What the research shows
There are, however, some hopeful signs of how the food industry has responded to labeling initiatives in other countries. Manufacturers are often incentivized to lower the amounts of sugar and salt in packaged foods in order to stay under certain nutritional thresholds, according to a 2021 paper published in the Annual Review of Nutrition.
One instructive example is Chile, which in 2016 began requiring that foods display warning labels on the front of their packaging if they met the threshold for having high levels of sodium, added sugars, saturated fats, or calories.
Within a year of the law’s implementation, the proportion of packaged foods that had high levels of sugar fell from 80% to 60%, and the proportion of foods with high levels of sodium dropped from 74% to 27%, according to a 2020 study.

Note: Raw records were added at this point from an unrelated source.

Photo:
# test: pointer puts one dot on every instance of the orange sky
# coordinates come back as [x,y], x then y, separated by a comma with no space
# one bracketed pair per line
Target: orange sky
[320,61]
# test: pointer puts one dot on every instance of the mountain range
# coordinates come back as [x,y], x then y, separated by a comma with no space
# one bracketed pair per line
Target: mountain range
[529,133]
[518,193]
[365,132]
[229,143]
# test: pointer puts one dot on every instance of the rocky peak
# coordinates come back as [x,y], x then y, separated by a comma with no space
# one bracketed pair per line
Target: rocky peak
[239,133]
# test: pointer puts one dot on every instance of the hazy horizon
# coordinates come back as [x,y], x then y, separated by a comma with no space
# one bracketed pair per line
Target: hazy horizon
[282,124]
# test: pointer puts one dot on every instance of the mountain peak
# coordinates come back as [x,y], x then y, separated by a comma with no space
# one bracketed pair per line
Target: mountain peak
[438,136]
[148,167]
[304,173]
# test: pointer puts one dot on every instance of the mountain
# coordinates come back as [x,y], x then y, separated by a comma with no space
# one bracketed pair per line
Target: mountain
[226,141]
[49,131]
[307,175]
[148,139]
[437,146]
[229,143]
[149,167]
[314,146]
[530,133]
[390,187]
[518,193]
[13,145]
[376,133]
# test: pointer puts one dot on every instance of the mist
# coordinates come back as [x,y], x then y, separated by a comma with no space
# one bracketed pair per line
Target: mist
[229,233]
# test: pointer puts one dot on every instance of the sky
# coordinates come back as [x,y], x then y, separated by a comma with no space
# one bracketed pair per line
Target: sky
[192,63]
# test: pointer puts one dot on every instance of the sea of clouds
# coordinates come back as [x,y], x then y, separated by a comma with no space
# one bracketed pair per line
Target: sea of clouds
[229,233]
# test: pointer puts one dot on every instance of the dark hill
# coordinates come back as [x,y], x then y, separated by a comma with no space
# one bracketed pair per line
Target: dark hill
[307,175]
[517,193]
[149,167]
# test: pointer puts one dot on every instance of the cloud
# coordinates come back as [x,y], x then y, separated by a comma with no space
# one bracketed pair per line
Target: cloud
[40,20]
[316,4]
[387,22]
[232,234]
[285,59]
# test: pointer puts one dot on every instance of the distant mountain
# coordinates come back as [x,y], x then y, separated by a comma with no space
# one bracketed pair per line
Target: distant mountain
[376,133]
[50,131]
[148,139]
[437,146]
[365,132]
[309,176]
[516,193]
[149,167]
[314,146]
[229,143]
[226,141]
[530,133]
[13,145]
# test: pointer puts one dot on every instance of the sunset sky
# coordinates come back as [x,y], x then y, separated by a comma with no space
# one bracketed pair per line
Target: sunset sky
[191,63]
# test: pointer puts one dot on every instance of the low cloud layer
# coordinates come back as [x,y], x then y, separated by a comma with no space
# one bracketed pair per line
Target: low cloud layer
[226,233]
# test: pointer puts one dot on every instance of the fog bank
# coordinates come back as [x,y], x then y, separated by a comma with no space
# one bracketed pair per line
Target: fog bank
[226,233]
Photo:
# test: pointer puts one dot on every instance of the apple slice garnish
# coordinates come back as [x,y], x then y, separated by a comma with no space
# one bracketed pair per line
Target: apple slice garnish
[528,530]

In most cases, the new levels of nutrients fell just below the threshold for a warning label.
The law was less successful in nudging the food industry to decrease levels of saturated fats in their products, which the authors suggest may be because saturated fats were technically harder to replace. “Saturated fat is a lot more challenging, especially for things like mouth feel,” said Roberto.
The food industry could also get around the label’s intended effect by reducing serving sizes, said Montserrat Ganderats-Fuentes, a researcher in food policy and public health at Arizona State University. “That could create misunderstandings and maybe not induce the food industry to reformulate.”
Food companies can be hesitant to reformulate because they fear customers will reject an unfamiliar taste. (See: New Coke.) But on the upside, labeling systems can spur companies to develop new, healthier products that do meet requirements, Ganderats-Fuentes said. That’s what happened in both the U.K. and the Netherlands, with one study finding that 29% of products bearing the Netherlands’ healthy food designation were introduced after the program was implemented.
Ideally, experts say, policies like this are a way the FDA can indirectly influence industry practices while operating within its legal authority. “People don’t even need to change their individual behavior,” said Greenthal. “The food supply just gets healthier, and we all benefit.”